Se acerca la cumbre y el sonido del viento se hace más fuerte. Me deleito escuchándolo, mientras tomo una pausa y observo las rocas destilando agua de manantial. Las rocas tienen colores oscuros, negro, grises, y dejan ver unos hilos verdes alrededor de ellos, el agua va cayendo, gota a gota, recorriéndola y dejando una especie de surcos. Hay un riachuelo y decido tomar esa agua fría, natural.
Ya cerca, escucho la risa y los suspiros de la gente que logro la meta, igual que yo, sin saber que así mismo es la vida, que muchos aceptan el reto de vivirla y van subiendo cerros como estos y otros desisten a pocos pasos.
Por fin la cumbre. A un lado La asunción y Porlamar. La primera verde, clásica, colonial. La segunda más citadina, artificial, actual. Y del otro lado Juan griego, Santa Ana, Tacarigua, pueblos artesano, pesquero, humilde. El muelle y los pescadores. Y más allá el mar, majestuoso, hermoso, con tantas tonalidades azul que una paleta de colores queda chica.

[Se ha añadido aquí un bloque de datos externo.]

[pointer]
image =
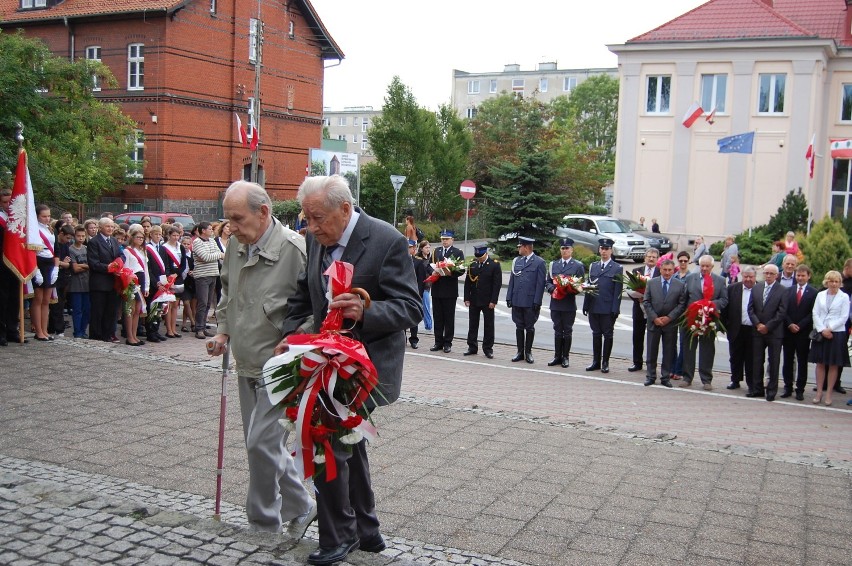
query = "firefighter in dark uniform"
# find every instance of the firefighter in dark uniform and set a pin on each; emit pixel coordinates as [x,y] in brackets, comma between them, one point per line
[445,292]
[481,293]
[524,296]
[563,311]
[604,308]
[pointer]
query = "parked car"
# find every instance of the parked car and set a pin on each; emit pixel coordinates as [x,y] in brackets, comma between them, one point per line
[663,244]
[587,229]
[186,220]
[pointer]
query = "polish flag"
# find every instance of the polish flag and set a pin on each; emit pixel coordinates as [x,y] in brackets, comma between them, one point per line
[22,235]
[242,137]
[692,114]
[810,155]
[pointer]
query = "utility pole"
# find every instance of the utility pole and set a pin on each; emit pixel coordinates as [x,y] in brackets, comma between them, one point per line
[258,55]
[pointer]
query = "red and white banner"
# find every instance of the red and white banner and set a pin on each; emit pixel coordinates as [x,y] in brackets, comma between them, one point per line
[22,238]
[692,114]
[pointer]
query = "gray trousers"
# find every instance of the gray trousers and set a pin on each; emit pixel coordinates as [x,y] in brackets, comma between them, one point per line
[275,493]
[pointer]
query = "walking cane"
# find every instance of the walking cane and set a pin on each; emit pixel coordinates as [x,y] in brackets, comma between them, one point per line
[221,456]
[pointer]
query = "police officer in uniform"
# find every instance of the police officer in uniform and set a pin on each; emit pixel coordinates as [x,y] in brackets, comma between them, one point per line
[481,293]
[563,311]
[526,290]
[604,308]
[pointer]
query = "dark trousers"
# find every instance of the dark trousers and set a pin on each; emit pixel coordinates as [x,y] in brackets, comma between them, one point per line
[473,327]
[346,506]
[444,313]
[740,358]
[765,345]
[795,346]
[563,323]
[639,325]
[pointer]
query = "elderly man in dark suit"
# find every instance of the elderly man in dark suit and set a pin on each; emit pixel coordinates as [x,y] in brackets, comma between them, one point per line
[703,285]
[337,230]
[664,302]
[481,293]
[741,333]
[102,250]
[766,311]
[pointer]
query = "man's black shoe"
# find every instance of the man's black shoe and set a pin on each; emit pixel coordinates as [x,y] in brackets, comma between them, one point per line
[329,555]
[373,544]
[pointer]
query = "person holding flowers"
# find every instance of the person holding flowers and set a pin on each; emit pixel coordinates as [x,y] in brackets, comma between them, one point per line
[563,284]
[340,231]
[709,292]
[258,277]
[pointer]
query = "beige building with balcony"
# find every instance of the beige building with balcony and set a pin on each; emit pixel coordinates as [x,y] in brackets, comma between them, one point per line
[546,82]
[779,68]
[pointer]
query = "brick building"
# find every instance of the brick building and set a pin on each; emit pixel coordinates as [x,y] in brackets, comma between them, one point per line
[184,67]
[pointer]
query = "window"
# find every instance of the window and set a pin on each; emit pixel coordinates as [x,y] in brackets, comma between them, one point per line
[253,39]
[93,53]
[659,94]
[137,156]
[771,100]
[714,89]
[136,66]
[846,103]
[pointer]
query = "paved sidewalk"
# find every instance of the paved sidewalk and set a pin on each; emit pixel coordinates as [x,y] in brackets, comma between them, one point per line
[111,449]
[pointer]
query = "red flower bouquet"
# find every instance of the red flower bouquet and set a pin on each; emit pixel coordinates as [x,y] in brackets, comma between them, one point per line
[322,382]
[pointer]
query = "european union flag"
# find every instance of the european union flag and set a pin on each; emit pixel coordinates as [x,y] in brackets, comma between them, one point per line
[740,143]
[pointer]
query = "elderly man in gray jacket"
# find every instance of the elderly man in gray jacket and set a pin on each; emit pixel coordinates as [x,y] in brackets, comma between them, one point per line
[258,277]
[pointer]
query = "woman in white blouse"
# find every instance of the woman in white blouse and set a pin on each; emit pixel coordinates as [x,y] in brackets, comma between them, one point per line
[135,258]
[829,351]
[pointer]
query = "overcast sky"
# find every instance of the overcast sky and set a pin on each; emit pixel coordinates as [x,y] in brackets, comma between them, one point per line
[423,42]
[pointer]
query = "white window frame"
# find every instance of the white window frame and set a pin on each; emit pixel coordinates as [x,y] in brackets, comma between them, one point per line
[661,106]
[93,53]
[772,97]
[136,66]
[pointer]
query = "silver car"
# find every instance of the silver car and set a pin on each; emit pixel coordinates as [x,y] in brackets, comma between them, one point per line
[586,230]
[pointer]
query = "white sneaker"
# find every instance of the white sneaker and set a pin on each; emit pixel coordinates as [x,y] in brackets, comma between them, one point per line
[297,527]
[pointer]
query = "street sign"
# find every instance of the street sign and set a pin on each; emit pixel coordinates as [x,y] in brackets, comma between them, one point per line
[397,181]
[467,189]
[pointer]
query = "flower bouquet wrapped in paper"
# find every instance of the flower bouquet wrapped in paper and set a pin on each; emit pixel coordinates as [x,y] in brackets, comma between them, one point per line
[322,382]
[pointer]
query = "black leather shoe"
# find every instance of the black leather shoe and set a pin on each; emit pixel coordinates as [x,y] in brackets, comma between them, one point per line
[373,544]
[330,555]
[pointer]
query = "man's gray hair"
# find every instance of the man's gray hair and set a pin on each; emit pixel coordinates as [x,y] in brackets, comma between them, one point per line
[256,196]
[335,188]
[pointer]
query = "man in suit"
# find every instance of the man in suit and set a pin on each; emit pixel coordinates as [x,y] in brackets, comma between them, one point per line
[604,308]
[481,293]
[798,323]
[703,285]
[102,250]
[524,295]
[563,311]
[664,302]
[445,291]
[258,277]
[337,230]
[741,333]
[767,310]
[648,271]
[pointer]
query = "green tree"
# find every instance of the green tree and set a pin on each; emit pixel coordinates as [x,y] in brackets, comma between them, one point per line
[77,146]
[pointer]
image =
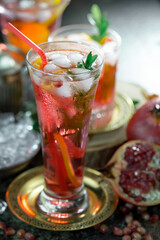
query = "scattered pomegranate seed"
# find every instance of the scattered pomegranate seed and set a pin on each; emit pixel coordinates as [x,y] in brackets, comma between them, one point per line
[117,231]
[136,236]
[29,236]
[2,226]
[132,227]
[141,230]
[130,206]
[148,236]
[103,228]
[96,227]
[20,233]
[128,218]
[124,209]
[127,231]
[126,237]
[154,218]
[10,231]
[145,216]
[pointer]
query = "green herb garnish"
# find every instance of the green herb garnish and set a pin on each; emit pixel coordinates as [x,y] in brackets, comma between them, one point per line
[99,20]
[88,63]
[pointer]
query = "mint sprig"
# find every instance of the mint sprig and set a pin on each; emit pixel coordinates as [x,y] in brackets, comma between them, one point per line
[99,20]
[88,63]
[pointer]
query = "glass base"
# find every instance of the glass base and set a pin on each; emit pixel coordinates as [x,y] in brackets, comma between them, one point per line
[62,208]
[101,116]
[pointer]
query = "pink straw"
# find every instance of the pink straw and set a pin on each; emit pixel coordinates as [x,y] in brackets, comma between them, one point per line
[29,42]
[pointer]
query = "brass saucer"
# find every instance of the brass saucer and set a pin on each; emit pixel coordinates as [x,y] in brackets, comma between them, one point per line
[23,191]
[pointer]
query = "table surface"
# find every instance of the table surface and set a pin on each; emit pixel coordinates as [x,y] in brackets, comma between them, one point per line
[138,23]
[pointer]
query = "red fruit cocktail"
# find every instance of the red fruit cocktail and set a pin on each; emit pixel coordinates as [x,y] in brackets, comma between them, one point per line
[109,42]
[64,91]
[32,18]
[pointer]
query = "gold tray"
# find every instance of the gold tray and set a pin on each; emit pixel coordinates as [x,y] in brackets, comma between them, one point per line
[23,191]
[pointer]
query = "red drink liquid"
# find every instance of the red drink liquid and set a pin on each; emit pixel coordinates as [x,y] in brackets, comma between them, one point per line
[32,18]
[64,92]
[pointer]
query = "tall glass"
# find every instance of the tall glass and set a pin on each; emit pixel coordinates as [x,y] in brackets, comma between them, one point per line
[64,102]
[35,18]
[104,100]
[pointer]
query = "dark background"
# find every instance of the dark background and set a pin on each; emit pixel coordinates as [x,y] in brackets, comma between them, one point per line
[138,23]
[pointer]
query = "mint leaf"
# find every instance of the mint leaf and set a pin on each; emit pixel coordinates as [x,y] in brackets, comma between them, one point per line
[99,20]
[88,63]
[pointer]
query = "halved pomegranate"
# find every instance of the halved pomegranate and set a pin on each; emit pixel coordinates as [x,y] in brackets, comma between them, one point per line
[145,123]
[135,168]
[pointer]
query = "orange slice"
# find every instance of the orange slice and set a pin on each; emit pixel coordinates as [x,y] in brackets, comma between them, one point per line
[66,158]
[37,32]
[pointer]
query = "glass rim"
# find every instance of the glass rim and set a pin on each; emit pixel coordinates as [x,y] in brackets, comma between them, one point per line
[66,42]
[35,8]
[77,27]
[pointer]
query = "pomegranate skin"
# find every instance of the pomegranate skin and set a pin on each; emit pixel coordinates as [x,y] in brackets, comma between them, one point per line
[145,123]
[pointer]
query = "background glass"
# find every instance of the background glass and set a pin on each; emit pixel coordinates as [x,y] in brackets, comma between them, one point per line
[104,99]
[35,18]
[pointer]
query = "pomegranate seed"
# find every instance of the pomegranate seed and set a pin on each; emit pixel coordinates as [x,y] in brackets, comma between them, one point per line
[96,227]
[2,226]
[117,231]
[132,227]
[20,233]
[148,236]
[10,231]
[103,228]
[136,223]
[154,218]
[126,237]
[128,218]
[145,216]
[130,206]
[58,84]
[136,236]
[124,209]
[127,231]
[141,230]
[29,236]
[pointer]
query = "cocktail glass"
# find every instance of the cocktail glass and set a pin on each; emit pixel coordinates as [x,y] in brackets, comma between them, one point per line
[104,100]
[64,96]
[35,18]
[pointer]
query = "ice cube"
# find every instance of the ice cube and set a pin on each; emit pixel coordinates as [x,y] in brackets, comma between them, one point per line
[37,76]
[81,73]
[64,90]
[86,84]
[50,67]
[26,16]
[44,15]
[61,60]
[75,57]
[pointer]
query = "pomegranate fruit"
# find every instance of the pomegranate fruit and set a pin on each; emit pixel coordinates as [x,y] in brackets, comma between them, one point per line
[135,170]
[145,122]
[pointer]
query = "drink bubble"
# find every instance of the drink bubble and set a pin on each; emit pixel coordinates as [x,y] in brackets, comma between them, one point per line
[50,67]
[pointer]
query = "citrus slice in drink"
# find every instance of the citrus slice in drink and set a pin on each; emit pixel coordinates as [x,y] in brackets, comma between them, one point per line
[66,158]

Agotada pero feliz de llegar a la meta, me acuesto en la grama. La brisa sigue aullando cual lobo a la luna, creando un eco, haciendo reverencia al cerro. Comienzo a divagar, a pensar en el recorrido sin pensar en el retorno. Siento frio. Pienso en el abismo. Me siento entre dos lugares, entre dos estados. En el medio. Llega a mi mente un pensamiento católico que hace mucho saque de mi mente: El limbo. Cierro mis ojos y escucho el ulular del viento, siento la brisa fría y sí, me siento en el limbo. Me pregunto si así será.
Regreso, ya conociendo el camino, sobre mis propios pasos. Hablo con el guardaparques y me explica que el nombre de cerro se debe a un árbol llamado El Copey, cuyas raíces se desarrollan de forma externa y van cayendo entrelazándose con sus ramas, llegando al suelo y enterrándose para crear más y más árboles. Le llaman “El Árbol que Camina, ya que sus raíces vas abriéndose paso haciendo que crezca hacia adelante. Es un espectáculo hermoso. Su fruto tiene forma de estrella con un diseño perfecto, sus puntas siempre salen en cantidades impares, y sus colores entre rojizos y amarillos como el sol caliente, con sus destellos.
El árbol y el cerro emulan a la vida. El árbol enseña que por más que estés o te sientas enterrado, enraizado a algo, puedes seguir avanzando, sus raíces me demuestran la conexión que tenemos con los demás, como el hilo invisible que une la vida de las personas y el cerro me enseño que el camino de la vida tiene altibajos, subidas, bajadas, algunas más empinadas que otras, pero lo importante esta en recorrerla saboreando cada paso, cada sudor, cada cansancio, porque lo más importante es el camino, hay muchas metas que cumplir, y muchos cerros que escalar.NOTA: “El Parque Nacional Cerro El Copey se encuentra ubicado en la región oriental de la isla de Margarita, en jurisdicción de los municipios Mariño, Arismendi, Gómez y Díaz del estado Nueva Esparta. Está formado por la mayor y más alta extensión montañosa de la isla, el macizo oriental que contiene al río Asunción, único curso de agua permanente de Margarita. Debido a su agradable clima y áreas boscosas, es visitado diariamente por los habitantes de la isla para ejercitarse y durante los fines de semana para disfrutar de su paisaje en la zona recreativa. Le debe su nombre al copey (Clusia major), una especie de árbol muy abundante en la zona.” Fuente: https://www.inparques.gob.ve/parque-nacional-cerro-copey/
NOTA 2: Este escrito lo hice hace unos años, cuando vivía en Margarita, en mi hermoso país Venezuela. Antes de emigrar. Antes del caos. Extraño mucho la isla. Espero pronto volver a tocar la arena con mis pies, sentir la brisa, bañarme en sus playas. Así sea.